§ 114

It may be said that it is characteristic of woman’s motherly and unselfish nature that, in her utter surrender to her husband lover, she is willing to make the sacrifice of giving him all and taking nothing herself except the vicarious satisfaction of pleasing him. That has indeed been the preachment, undoubtedly originating with selfish males, for centuries of repression of erotism in women.

But its results are only conscious and superficial. Unconsciously, and that means with nine-tenths of her available energy, she is unable to do this thing. Nine-tenths of her very being, whether she is aware of it or not, revolts at the monumental injustice of this arrangement.

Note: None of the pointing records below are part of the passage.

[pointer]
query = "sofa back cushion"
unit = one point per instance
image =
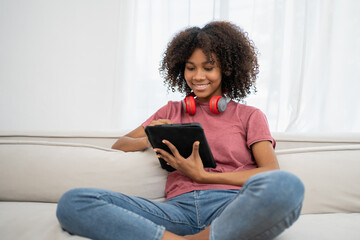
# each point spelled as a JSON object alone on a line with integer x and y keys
{"x": 331, "y": 176}
{"x": 43, "y": 171}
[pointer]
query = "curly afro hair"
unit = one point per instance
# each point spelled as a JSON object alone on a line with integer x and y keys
{"x": 234, "y": 51}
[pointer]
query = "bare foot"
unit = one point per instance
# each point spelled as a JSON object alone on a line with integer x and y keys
{"x": 203, "y": 235}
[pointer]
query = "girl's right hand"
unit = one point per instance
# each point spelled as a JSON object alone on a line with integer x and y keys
{"x": 160, "y": 122}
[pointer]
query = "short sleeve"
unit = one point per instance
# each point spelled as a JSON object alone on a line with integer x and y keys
{"x": 258, "y": 129}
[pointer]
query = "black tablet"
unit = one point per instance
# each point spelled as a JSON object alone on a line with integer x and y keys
{"x": 182, "y": 136}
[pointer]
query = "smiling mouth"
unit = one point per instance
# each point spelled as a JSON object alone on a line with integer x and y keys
{"x": 201, "y": 86}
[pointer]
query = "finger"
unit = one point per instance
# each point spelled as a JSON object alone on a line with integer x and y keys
{"x": 160, "y": 122}
{"x": 160, "y": 153}
{"x": 172, "y": 148}
{"x": 164, "y": 121}
{"x": 196, "y": 147}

Women of high moral and intellectual attainments can so coerce their unconscious erotic instincts as to appear on the surface completely in control of themselves. But what virile lover would wish them so, just for the purpose of maintaining himself in a perpetual state of mental autoerotism?

Succession in this order more than doubles the joy of marital fusion, and does so by stressing the psychical or hypersomatic factor of the episode. It is an arrangement of the love drama that is peculiarly human and once attained will never be abandoned.

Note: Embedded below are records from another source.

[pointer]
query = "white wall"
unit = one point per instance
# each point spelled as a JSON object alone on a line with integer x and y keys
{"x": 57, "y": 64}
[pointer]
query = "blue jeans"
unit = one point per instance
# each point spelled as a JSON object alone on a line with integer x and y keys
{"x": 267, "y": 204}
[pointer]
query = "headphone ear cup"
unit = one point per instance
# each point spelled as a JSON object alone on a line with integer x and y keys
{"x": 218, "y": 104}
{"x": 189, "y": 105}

It is a technique depending entirely on the husband’s absolute control of the erotic situation. He will have almost every factor in the total situation against him—his own instincts and those of his wife, which, on the principle of biological testing carried on unconsciously by the woman will help make this attainment difficult for him; but it is the true test of virile marital love.

It will be replied by the average husband that he simply cannot accomplish this feat, that it is against Nature, and that physicians have told him nothing should be allowed to interfere with the speedy attainment of his desires once he is on the path.

But a little reflection will show the incomparable superiority in every way of this completely virile technique.

It may be also remembered by those who know anything about the intimate history of the Oneida Community that a group of some 250 persons carried on a technique successfully for thirty years with no detrimental results to the males, a technique which differed from this Succession Plan only in the fact that the men, but not the women, abstained from taking their own erotic acme entirely except for the purpose of procreation. In this community in which their principle of Male Continence was raised to a religious principle there was a much greater health than the average for the United States at the time (1849-1879) and the nervous disorders were far less than the average.